Can’t Live Without it: “The River and the Thread” (2014), Cash’s masterpiece and an album that included, not just half a dozen outstanding songs, but all eleven of them, all co-written with her husband, who as usual produced and contributed with his multi-instrumentalist mastery. The album garnered three Grammies (Best Americana Album, Best American Roots Performance and Best Roots Song). It covers the whole spectrum of Cash’s life – how she became who she is, and how her parents influenced her, the meaning of life and the things that happen to shape a person’s life, and is summarised by a journey back to her geographic roots (so, an appropriate Grammy), It is a deeply personal album, with erudite and literary lyrics referencing various staging posts in her journey – Mobile, Memphis, Nashville, the Tallahatchie Bridge in Arkansas (of Bobby Gentry fame). She harks back to the Civil War in the majestic ‘When the Master Calls the Roll, and the beginnings of the Civil Rights movement in ‘Money Road’. There are telling contributions from Derek Trucks on slide guitar on ‘The World of Strange Design’, David Mansfield on violin on the eerie ‘Night School‘, but especially from vocalists Rodney Crowell, Kris Kristofferson, Tony Joe White, Amy Helm and John Prine – God’s Own Choir on the aforementioned ‘Master’) The opening track, the slinky, bluesy ‘A Feather’s not a Bird‘, trails the album title “The money’s all in Nashville but the light’s inside my head / So I’m going down to Florence just to learn to love the thread. / A feather ‘s not a bird / The rain is not the Sea / A stone is not a mountain / But a river runs through me” This is the Grammy-winning song, but the others are its equal – the folksy ‘Tell Heaven’, the sinuous ‘The Long Way Home’ and so on
Cash has written New York best-seller about her life and living with and without her father.

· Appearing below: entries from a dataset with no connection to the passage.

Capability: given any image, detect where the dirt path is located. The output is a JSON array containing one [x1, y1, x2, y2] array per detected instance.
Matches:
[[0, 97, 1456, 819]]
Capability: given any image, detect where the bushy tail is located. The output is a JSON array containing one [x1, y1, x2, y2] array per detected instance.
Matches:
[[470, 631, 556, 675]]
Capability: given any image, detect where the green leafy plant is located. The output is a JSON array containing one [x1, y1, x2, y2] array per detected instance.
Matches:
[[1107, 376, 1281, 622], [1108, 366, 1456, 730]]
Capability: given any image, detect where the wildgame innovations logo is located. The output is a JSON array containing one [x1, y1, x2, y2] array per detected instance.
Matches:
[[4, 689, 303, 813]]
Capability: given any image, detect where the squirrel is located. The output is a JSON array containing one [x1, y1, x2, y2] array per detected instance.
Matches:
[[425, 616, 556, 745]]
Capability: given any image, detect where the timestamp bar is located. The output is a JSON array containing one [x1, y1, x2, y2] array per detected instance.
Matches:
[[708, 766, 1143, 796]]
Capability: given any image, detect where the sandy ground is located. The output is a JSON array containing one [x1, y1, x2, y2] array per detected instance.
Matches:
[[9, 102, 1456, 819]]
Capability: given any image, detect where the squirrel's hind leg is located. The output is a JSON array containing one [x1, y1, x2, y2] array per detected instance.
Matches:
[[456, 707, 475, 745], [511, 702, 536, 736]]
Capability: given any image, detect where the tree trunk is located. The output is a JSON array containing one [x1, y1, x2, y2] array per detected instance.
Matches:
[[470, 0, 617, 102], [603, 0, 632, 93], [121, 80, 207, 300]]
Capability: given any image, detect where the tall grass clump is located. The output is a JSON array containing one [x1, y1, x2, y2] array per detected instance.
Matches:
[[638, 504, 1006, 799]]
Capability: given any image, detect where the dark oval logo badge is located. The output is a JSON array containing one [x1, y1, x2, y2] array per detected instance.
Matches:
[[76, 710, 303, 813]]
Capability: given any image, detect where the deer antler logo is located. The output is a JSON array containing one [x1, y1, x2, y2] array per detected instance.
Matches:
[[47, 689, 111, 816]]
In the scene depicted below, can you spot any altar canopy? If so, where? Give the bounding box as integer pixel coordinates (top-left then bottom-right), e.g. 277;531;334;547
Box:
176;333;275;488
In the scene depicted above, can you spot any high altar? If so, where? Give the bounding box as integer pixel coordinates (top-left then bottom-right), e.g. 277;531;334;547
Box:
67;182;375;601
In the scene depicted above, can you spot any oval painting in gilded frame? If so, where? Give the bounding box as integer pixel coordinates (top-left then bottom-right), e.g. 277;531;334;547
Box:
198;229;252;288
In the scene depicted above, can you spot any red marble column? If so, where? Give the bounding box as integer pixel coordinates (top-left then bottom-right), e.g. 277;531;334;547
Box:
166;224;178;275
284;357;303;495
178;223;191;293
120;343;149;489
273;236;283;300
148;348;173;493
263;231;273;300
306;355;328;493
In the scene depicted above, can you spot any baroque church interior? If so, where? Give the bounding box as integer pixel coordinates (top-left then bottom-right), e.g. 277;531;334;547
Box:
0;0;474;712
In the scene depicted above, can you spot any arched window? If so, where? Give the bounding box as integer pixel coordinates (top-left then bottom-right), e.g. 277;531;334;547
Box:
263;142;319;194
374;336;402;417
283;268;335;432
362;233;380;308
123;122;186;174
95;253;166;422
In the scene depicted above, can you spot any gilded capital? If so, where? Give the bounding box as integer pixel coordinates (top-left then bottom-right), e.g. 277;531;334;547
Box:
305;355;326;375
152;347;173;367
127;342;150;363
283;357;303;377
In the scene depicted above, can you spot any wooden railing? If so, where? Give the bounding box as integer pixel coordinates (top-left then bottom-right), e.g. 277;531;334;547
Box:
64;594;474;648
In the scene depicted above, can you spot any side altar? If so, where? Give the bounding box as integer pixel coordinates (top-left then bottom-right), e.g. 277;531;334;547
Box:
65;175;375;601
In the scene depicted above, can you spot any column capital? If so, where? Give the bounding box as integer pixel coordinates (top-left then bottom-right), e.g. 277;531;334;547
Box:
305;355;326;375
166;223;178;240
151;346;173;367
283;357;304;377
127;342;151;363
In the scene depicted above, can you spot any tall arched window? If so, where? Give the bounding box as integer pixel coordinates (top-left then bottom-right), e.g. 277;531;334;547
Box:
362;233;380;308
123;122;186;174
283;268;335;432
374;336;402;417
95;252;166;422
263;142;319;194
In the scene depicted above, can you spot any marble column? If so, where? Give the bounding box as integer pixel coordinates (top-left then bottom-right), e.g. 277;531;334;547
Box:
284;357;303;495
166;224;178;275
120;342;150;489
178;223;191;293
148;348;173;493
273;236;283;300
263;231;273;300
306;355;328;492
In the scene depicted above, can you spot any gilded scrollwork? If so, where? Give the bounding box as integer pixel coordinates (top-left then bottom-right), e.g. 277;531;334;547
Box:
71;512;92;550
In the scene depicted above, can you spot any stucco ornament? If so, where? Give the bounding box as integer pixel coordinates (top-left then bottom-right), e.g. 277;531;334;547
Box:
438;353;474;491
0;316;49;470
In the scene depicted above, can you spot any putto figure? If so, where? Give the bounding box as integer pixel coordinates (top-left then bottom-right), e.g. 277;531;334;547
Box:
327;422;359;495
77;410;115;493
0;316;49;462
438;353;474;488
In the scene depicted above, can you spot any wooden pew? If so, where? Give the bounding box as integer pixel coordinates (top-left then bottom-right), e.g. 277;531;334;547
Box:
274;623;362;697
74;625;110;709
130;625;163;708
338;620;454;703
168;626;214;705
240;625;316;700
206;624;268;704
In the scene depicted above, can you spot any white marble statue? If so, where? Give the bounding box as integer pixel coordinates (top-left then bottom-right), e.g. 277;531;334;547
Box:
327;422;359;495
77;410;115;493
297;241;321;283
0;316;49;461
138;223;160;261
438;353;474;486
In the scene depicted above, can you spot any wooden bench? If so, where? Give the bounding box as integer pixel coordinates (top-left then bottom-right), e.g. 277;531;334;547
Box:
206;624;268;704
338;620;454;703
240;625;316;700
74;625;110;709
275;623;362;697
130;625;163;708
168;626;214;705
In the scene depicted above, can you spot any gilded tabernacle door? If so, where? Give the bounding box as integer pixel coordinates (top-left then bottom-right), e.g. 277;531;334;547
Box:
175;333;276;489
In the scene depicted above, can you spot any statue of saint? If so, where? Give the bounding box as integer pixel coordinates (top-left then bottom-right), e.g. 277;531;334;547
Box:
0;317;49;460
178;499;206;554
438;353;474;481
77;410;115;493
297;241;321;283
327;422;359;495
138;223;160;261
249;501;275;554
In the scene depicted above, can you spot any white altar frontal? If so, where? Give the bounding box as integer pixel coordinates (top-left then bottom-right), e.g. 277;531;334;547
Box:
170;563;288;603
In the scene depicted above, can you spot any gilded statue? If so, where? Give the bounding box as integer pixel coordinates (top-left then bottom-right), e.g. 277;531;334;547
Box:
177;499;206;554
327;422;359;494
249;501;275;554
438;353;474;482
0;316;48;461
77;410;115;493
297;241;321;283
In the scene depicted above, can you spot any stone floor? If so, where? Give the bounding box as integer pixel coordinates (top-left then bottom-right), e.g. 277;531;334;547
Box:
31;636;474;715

She was inducted into the Songwriters’ Hall of Fame and has been involved in promoting the tourism industry in the US. As well as touring with her husband she has also appeared at prestigious venues such as the Universal Preservation Hall in Saratoga Springs (with an orchestra ) and at Carnegie Hall as Perspective Artist (where she compered a series of shows introducing a wide variety of roots music). She is indeed quite a colossus in the genre.
Great cut from Roseanne Cash about her dad: https://www.youtube.com/watch?v=yRzEV_JaNow
. . and this gem: https://www.youtube.com/watch?v=jU6hWVTwmSU
River & Thread is a damn album.10/10 from Uncut.